Grounded by PFAS: Airports Face Global Call to Action

Legacy contamination from per- and polyfluoroalkyl substances (PFAS) is posing serious risks to airports worldwide, threatening operations, delaying development, and raising regulatory scrutiny. PFAS—a class of over 15,000 human-made chemicals—are valued for their mobility and stability but are notorious for their persistence in the environment and harmful impacts on people and ecosystems.

Airports are a major source of PFAS pollution due to their historical use of aqueous film-forming foam (AFFF) in firefighting and training. In the U.K., Ministry of Defense testing at Royal Air Force Benson revealed 7,700 nanograms per liter of PFAS in groundwater—well above the 100 ng/L limit for drinking water. Similar contamination has been reported at other RAF sites. Regulatory responses are accelerating:

• 24 commercial airports in the U.K. have been ordered to test effluent for PFAS.
• Australia is investing AU$130.5 million ($86M) into a PFAS investigation program at 37 civilian airports by 2027.
• In the U.S., the California Water Board ordered 27 airports to investigate PFAS contamination in 2019.

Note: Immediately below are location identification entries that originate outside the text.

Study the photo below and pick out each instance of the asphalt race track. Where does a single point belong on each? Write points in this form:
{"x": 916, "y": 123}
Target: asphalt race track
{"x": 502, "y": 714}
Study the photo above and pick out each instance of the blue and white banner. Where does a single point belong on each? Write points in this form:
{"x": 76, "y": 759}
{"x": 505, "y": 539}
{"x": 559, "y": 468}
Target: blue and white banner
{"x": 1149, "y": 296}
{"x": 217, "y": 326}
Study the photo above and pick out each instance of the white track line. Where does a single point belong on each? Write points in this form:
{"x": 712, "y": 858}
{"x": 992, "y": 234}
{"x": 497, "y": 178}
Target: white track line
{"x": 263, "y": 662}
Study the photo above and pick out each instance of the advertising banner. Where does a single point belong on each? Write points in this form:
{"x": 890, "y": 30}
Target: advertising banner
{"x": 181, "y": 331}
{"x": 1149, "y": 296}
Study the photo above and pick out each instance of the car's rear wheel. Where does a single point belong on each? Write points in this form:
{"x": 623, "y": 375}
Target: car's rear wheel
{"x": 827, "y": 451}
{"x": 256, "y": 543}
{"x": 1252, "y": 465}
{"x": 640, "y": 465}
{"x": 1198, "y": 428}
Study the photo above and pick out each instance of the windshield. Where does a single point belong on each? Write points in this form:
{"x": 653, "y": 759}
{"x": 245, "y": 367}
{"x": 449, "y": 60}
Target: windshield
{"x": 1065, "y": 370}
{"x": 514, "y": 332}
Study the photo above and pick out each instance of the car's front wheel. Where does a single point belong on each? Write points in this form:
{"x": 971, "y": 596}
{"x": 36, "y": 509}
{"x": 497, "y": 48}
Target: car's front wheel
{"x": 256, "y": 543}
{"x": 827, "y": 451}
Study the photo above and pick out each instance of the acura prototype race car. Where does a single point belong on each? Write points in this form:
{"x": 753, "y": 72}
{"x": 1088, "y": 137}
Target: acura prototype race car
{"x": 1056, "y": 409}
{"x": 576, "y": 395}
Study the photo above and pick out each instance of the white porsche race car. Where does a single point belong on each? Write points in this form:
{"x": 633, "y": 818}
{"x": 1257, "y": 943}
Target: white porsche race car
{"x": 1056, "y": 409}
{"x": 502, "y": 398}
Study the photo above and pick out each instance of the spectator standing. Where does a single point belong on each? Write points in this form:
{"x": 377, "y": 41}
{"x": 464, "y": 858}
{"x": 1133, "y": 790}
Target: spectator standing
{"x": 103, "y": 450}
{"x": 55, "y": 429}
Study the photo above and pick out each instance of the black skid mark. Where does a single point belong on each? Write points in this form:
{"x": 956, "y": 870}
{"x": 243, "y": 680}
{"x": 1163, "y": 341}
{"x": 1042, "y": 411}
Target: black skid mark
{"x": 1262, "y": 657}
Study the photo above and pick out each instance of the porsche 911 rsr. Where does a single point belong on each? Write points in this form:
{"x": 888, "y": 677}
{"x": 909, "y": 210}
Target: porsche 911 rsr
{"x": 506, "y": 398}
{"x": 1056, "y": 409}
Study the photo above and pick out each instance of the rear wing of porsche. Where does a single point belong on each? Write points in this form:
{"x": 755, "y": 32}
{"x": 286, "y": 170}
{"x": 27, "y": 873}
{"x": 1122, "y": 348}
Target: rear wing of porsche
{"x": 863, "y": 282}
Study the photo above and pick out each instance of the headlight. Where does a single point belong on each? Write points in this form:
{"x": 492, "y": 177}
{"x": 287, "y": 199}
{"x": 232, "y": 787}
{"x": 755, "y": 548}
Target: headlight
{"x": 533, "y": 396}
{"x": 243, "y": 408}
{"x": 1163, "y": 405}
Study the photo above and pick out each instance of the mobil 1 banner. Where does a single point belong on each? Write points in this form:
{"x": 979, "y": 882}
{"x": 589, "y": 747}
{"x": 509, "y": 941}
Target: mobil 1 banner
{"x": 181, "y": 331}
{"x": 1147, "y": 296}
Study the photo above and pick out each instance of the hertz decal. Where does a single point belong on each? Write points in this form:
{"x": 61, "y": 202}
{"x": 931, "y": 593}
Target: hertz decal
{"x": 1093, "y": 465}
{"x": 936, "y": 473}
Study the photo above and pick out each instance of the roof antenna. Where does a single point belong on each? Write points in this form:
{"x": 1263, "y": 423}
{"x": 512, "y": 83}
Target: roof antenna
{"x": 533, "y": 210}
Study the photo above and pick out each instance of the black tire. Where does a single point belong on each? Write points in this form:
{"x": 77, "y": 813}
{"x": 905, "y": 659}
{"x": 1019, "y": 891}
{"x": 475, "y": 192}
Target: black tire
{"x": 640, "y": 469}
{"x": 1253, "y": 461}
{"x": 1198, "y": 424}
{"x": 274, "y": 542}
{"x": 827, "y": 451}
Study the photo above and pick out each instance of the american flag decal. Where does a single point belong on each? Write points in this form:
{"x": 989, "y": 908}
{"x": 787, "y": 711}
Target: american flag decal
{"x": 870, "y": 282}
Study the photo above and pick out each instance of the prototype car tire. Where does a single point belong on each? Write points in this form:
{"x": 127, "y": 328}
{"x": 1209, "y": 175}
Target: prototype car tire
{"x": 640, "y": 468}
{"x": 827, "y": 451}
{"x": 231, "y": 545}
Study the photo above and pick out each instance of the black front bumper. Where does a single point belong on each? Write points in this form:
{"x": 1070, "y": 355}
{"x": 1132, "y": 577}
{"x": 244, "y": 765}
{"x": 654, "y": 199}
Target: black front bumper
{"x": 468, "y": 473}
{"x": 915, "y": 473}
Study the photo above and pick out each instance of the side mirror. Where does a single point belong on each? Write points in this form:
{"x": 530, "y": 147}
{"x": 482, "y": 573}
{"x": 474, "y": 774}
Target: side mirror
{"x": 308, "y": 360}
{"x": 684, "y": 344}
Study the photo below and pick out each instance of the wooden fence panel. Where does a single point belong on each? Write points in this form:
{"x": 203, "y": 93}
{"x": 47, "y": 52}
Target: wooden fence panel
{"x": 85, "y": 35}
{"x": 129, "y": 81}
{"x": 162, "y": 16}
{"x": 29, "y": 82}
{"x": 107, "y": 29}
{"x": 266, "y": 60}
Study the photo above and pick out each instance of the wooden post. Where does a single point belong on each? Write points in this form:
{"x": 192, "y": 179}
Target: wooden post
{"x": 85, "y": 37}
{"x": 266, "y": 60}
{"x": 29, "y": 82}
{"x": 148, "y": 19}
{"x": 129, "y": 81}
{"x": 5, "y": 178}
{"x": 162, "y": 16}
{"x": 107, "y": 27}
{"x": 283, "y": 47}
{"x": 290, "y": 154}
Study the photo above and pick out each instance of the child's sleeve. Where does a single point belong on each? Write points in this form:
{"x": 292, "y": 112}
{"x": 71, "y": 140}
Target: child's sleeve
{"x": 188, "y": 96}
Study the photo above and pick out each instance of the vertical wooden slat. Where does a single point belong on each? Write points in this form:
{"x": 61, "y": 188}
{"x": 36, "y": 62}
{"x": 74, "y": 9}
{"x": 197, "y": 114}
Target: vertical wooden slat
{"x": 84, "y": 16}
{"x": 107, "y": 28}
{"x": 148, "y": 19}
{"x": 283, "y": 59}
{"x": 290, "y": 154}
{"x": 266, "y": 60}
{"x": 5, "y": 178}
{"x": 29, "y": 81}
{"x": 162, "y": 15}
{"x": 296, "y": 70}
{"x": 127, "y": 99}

AFFF’s effectiveness at suppressing jet fuel fires led to its widespread use, but PFAS compounds’ water solubility and chemical stability allow them to migrate far beyond original release sites, contaminating soil, groundwater, and stormwater systems. This long-term mobility creates financial, operational, and reputational risks for airport operators.

Challenges for Airport PFAS Management

• Redevelopment delays when contamination is uncovered mid-project.
• Tenant reluctance to assess or address historical PFAS contributions.
• Diffuse contamination sources complicating responsibility assignment.
• Forensic limitations in identifying precise sources due to chemical similarities between products.

Jacobs’ Four-Part PFAS Remediation Framework

To address these challenges, Jacobs has implemented a comprehensive, standardized approach:

1. Standardized investigation framework for consistent design and benchmarking.
2. Harmonized sampling strategies to ensure comparability across sites.
3. PFluorensicsSM, a proprietary data evaluation tool to identify PFAS sources and trends.
4. Centralized PFAS database to enable transparency and stakeholder coordination.

This framework has been applied to over 90 U.S. Navy installations and major PFAS programs across Australia and Canada.

The path forward requires airportsto align sampling protocols, leverage advanced analytics, and centralize PFAS data. By doing so, they can protect public health, meet tightening environmental regulations, and secure sustainable future operations.